Explainer: What is OCR, and how does it work?
Optical character recognition is the process of converting an image of text into a machine-readable text format.
The technology was invented to solve issues connected with text editors’ inability to edit, search or count the words in image files.
OCR is particularly relevant as increasing digitalization requires businesses to receive information from print media, which is traditionally harder to store and manage. This includes scans of identity documents, such as passports or driver’s licenses, which also include photos that can be used for biometric identity binding.
Scanning images via OCR eliminates manual intervention and enables the conversion of text images into text data that can later be analyzed by other business software.
Companies can use the data to conduct analytics, streamline operations, automate processes and enhance productivity.
How does OCR work?
OCR systems comprise both hardware and software components.
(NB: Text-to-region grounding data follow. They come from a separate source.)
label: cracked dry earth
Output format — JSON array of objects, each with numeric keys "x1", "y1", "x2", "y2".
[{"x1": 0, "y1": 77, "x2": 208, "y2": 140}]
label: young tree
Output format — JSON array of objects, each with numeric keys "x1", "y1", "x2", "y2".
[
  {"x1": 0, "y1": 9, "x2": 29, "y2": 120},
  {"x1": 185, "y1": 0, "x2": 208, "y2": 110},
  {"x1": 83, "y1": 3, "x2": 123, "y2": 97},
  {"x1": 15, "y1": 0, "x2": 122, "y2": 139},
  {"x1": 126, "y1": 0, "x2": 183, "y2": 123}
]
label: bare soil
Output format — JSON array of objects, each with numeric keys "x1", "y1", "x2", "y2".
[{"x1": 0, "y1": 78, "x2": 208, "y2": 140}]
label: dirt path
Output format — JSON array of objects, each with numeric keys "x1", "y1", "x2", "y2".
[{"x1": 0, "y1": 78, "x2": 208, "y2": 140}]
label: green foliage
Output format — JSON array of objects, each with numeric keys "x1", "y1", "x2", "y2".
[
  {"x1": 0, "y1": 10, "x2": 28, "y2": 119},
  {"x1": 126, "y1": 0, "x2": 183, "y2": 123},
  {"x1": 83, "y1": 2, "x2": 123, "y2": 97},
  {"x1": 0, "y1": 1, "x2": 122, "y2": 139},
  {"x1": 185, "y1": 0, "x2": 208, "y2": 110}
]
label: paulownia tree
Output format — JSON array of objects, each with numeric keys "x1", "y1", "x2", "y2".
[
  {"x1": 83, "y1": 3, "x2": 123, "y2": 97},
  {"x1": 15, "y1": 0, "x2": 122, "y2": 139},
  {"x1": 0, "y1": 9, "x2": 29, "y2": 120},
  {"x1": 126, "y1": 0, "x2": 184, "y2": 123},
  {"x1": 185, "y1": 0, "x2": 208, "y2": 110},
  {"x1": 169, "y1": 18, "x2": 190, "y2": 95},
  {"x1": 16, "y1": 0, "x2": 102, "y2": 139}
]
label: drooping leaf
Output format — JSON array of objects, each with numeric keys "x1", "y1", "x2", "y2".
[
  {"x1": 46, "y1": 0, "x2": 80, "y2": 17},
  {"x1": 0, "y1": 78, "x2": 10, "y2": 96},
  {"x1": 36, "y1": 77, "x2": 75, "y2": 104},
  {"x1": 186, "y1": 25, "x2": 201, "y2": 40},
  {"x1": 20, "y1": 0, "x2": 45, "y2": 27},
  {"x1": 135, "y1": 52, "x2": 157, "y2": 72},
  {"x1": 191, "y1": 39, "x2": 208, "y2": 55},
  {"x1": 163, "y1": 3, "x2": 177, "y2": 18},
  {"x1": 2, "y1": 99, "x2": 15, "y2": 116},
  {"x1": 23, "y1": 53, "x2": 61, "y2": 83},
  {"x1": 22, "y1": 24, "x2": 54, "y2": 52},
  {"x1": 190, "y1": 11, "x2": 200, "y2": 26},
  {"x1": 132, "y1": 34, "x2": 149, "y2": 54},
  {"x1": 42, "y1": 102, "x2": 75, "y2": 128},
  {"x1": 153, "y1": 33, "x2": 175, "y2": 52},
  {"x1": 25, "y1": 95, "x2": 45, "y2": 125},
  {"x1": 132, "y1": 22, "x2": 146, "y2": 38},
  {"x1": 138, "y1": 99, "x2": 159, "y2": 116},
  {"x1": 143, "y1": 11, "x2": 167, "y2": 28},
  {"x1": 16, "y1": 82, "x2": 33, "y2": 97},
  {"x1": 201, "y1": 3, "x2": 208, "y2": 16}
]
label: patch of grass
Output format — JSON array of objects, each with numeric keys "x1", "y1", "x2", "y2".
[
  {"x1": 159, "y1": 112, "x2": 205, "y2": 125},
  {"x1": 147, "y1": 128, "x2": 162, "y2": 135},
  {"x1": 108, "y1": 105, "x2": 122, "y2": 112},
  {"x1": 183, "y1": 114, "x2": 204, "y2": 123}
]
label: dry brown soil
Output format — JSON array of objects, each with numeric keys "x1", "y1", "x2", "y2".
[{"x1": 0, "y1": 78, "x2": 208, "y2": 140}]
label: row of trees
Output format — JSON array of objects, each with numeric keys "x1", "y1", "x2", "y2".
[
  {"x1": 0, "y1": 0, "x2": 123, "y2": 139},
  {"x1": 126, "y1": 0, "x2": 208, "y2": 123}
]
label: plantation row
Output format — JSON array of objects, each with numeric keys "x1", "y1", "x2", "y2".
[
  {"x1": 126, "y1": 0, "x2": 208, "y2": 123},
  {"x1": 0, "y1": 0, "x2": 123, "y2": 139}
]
The hardware is used to physically scan the document, while the software takes care of the analysis of the characters and their translation into machine-readable text.
From a technical standpoint, OCR software transforms the document into a two-color (usually black-and-white) version. The scanned image, or bitmap, is subsequently analyzed for light and dark areas, with the latter identified as characters to be recognized. In contrast, the former areas are classified as background and therefore excluded from further processing.
The dark areas are analyzed to find either alphabetic letters or numeric digits. This part of the process typically targets characters individually and identifies them using one of two types of algorithms: pattern matching or feature extraction.
Pattern matching isolates a character image (called a glyph) and compares it with a similarly stored glyph. Noticeably, pattern recognition works only in those cases where the stored glyph has a font with similar font and scale to the input glyph. Because of this, the method works best with scanned images of documents that rely on standard fonts.
The second type of algorithm uses feature extraction, a method that breaks down the glyphs into features such as lines, closed loops, line direction, and line intersections. These features are then used to find the best match among the stored glyphs.
After analysis, the system converts the extracted text data into a digital file. The file can also be used to automate the completion of forms.